Quelle
que soit la matière de la transmission –
informations, commentaires, œuvres de fiction
– il existe un « effet radio »,
très particulier, qui consiste à parler
à visage couvert, avec la voix comme seule
lien, à des oreilles attentives, à une
audience invisible, dispersée, et pourtant
plus proche et plus cohérente, peut-être
que toute autre.
On sent très bien, à certains moments,
cette présence collective à laquelle
nous nous adressons sans la voir. Ce sentiment, qu’on
ne peut pas décrire, tient à une relation
obscure, à une voix qui traverse l’air,
à des respirations retenues qu’on devine.
L’oreille provoque l’œil, elle le
défie, elle l’oblige à un autre
travail que celui auquel il est habituellement soumis.
L’œil doit inventer l’image en suivant
les indications les plus secrètes de la voix.

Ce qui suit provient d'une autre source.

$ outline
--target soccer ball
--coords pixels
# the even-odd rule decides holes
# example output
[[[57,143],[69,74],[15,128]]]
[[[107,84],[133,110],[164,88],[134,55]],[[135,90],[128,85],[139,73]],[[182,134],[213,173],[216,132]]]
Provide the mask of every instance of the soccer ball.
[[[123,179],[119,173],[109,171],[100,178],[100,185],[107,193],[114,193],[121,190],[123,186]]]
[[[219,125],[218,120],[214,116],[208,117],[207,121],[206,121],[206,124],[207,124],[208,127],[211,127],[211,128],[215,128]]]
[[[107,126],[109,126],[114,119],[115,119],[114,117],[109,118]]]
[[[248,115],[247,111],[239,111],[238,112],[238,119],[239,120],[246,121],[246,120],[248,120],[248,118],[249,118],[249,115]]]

Nos deux hémisphères cérébraux
collaborent ainsi, bon gré mal gré,
et nos neurones profitent de l’aubaine.
Alors que je tenais une rubrique matinale sur France
Inter, une dame m’écrivit : « Merci
de me consacrer trois minutes de votre temps tous
les matins ». Elle avait vu juste. D’autres
m’écoutaient et pourtant nous étions
seuls, elle et moi.
Il paraît même que le fait de se livrer
à une autre occupation – se raser, manger,
conduire –, loin de nous distraire, développe
en nous une attention supplémentaire.
Cela vaut pour la réalité quotidienne
comme pour la fiction, dont nous présentons
ici de beaux exemples. Nous sommes comme des voyeurs
à l’écoute, liés les uns
aux autres par ces voix souvent ténues, par
ces paroles intimes, qui vibrent un moment dans le
champ magnétique qui entoure la terre et grâce
auquel nous combattons notre solitude monotone.
C’est dans cette absence d’image, ou plutôt
dans cette invention constante d’images, différentes
selon chaque auditeur, que la nécessité
de la fiction, de la surprise, de l’inattendu,
se fait sentir avec le plus de force et d’acuité.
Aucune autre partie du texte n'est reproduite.